Eating a balanced diet and exercising are great ways to stay healthy. But if weight loss is your main goal, finding cardio exercises that burn the most calories and adding them to your workouts is absolutely vital.
Here are our top 4 cardio workout ideas that give you the most calorie bang for your buck, helping you get results sooner!
Sprinting on a treadmill, outside in the open, or even up a flight of stairs is a great way to torch the most calories in the smallest amount of time.
In fact, according to a study by Harvard Medical School, an average 155-pound individual will burn roughly 450 calories every half an hour of running at an average speed of 7.5 mph (8min/mile). And increasing the pace during your workout can help you crush even more calories.
Plus, sprinting also helps increase flexibility, engages most of your muscles, and boosts your endurance.
And the best part? You don’t really need special equipment for sprinting — you can do it just about anywhere.
However, it’s important to understand that sprinting can be taxing on your knees and joints. Here are a few tips that can help you avoid unwanted knee injuries while running.
- If you’re on a track or at a park, try sprinting for one lap and then jogging another. Keep alternating between sprint and jog laps for as long as you’re able to.

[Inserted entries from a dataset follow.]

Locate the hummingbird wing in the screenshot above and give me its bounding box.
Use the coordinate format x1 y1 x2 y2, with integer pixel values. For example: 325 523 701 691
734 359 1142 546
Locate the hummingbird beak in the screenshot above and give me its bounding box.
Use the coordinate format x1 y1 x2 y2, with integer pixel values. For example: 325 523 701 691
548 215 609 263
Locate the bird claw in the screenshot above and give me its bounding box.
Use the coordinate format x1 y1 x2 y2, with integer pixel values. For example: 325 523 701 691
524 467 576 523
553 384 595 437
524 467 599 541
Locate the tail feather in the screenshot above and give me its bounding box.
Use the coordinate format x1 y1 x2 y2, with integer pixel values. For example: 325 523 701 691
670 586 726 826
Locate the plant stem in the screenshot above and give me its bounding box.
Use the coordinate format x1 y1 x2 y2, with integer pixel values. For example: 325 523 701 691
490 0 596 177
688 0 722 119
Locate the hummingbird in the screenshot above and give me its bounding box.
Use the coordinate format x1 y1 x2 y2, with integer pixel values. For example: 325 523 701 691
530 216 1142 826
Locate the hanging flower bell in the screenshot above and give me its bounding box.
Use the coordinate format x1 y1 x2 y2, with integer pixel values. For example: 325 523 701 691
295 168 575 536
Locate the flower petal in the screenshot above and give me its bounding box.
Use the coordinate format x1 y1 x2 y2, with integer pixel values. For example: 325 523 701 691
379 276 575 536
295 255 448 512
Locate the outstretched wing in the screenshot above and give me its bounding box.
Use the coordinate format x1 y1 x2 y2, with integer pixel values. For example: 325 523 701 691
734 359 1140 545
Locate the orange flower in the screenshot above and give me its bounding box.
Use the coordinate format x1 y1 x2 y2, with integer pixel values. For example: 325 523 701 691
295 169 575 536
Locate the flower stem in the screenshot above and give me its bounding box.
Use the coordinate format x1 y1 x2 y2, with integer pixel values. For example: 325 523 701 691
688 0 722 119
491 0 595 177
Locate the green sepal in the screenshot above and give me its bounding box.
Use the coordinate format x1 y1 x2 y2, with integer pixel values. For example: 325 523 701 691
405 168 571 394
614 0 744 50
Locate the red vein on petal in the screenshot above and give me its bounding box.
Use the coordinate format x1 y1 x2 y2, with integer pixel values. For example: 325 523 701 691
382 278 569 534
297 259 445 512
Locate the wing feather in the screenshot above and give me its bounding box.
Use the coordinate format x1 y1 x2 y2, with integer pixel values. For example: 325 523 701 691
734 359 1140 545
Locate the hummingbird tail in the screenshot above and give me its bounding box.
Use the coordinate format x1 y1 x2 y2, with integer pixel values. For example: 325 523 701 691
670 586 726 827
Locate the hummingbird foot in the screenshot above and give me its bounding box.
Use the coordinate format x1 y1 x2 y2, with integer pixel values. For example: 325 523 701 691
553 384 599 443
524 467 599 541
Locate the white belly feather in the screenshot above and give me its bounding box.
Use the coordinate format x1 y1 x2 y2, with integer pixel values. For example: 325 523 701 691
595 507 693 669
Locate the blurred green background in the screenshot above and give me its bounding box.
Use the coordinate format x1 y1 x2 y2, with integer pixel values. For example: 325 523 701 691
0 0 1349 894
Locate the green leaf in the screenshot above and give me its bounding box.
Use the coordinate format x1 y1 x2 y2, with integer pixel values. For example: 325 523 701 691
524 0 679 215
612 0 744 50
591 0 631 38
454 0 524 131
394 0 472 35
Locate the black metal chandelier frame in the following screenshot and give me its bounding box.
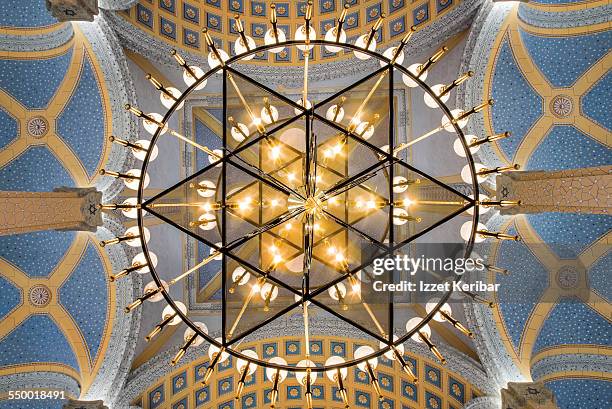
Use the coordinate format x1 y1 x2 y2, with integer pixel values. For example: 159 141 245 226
137 39 479 372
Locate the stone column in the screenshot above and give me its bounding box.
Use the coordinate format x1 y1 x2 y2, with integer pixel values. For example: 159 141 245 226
497 166 612 215
46 0 100 21
0 187 103 235
62 400 108 409
501 382 559 409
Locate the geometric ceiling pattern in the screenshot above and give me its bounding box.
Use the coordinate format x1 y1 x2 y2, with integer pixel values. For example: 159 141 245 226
0 1 120 398
120 0 459 65
481 2 612 409
135 336 482 409
485 9 612 171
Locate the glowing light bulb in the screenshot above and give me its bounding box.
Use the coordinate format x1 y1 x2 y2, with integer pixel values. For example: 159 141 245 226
270 145 281 160
325 105 344 123
162 301 187 325
238 197 251 211
208 337 229 363
232 266 251 285
440 109 469 132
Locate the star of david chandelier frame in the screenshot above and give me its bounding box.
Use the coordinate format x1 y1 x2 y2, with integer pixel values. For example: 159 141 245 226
100 2 519 408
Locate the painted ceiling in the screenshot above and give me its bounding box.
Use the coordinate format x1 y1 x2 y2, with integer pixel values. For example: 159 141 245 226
0 0 612 409
122 0 456 65
464 1 612 409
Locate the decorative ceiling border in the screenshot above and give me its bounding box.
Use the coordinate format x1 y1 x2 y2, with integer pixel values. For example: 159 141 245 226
115 316 499 408
101 0 483 88
518 4 612 28
0 23 74 52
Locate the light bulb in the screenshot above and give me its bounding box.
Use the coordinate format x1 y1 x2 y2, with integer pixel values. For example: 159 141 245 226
325 27 346 53
327 283 346 301
208 242 223 261
379 334 404 361
294 24 317 51
393 176 408 193
125 226 151 247
425 298 453 322
232 266 251 285
142 280 168 302
208 337 229 363
208 48 229 73
162 301 187 325
132 139 159 162
325 355 348 382
230 122 250 142
293 98 312 115
461 163 488 183
198 213 217 230
459 220 487 243
465 193 491 214
423 84 450 108
259 283 278 301
325 105 344 123
132 251 157 274
270 145 281 160
236 349 259 375
266 356 288 383
121 197 139 219
183 65 208 91
262 105 278 123
234 35 257 61
353 34 376 60
123 169 151 190
142 112 168 135
355 121 374 141
393 207 408 226
453 135 480 158
208 149 223 168
197 180 217 197
295 359 317 386
402 63 427 88
353 345 378 371
380 47 404 67
440 109 469 132
406 317 431 342
183 321 208 347
264 27 287 54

- If you have access to a treadmill, do a max effort sprint for half a minute, then slow down and recover for a minute or two before repeating the process. If you don’t have access to one, consider these treadmill options.
- If you’re at a flight of stairs, sprint to the top as fast as possible, then slowly walk down and repeat.
- It’s never a smart idea to run down a flight of stairs, so try using the descents as your active rest period. Also, try lifting your knees high to activate your glutes as you run up the stairs.
Swimming is a full-body workout that’s also great for burning calories. Even simply treading through water engages most of your core, legs, and arm muscles.
When it comes to swimming, it’s important to realise that the type of stroke you do can make a significant difference in the number of calories you end up burning.
For example, according to one study, a 155-pound individual will roughly burn 493 calories in an hour doing the backstroke. However, the same individual will burn approximately 774 calories doing the butterfly stroke for the same duration of time.
Additionally, where you go for a swim can make a big difference too. Swimming where you’re going to fight against the current — like at the sea — will definitely help you burn more calories than you would at your local pool.
- The easiest way to melt calories in the water is to just tread it.
- If you’re a beginner or just starting out, you could try doing a few moderately paced laps around your pool, then having a water-treading rest interval, and then repeating the process for the duration of your session.
- If you’re a strong swimmer, then simply swim as fast as you possibly can for as long as you can.
- You can also do swimming intervals where you swim at max speed down the distance of the pool and then swim back at a slower pace. You can repeat these intervals throughout your workout session.
There’s a good reason why the jump rope is so popular among boxers: it’s easy to do, cheap, requires minimal space, improves coordination, enhances footwork, and most importantly, burns loads of calories.
- Because very few people can continuously jump rope for half an hour, it’s recommended to jump in intervals. You should do intervals of fast jumps for a few minutes and then recover by either doing slow jumps or jogging in place for a minute or so.
- You can also try jumping vigorously for one minute and then resting for half a minute. Repeat the process until you’re done with the workout.
- For frequent flyers, consider tossing a jump rope in your luggage for an awesome cardio workout without ever having to leave the comfort of your hotel room.
Last but not the least, rowing is a form of cardio exercise that incorporates both the upper and lower body and exerts fairly low stress on your ligaments and joints. It also burns some serious calories and is a great way to work your back muscles.
Maintaining a sustainable pace on the rowing machine can torch north of 800 calories an hour for a 180-pound person. And increasing the intensity with short sprints can easily throw that number north of 1,000 calories an hour.
- Hold your chest up and utilise your entire body when rowing.
- Make sure that you’re not letting your arms do most of the work — try using your legs and lower body to get the motion rolling.
- Once you’re properly warmed up, set a timer for 20-30 minutes and row as fast as you can for 250 metres and then rest for one minute. Then simply repeat the process till the timer runs out.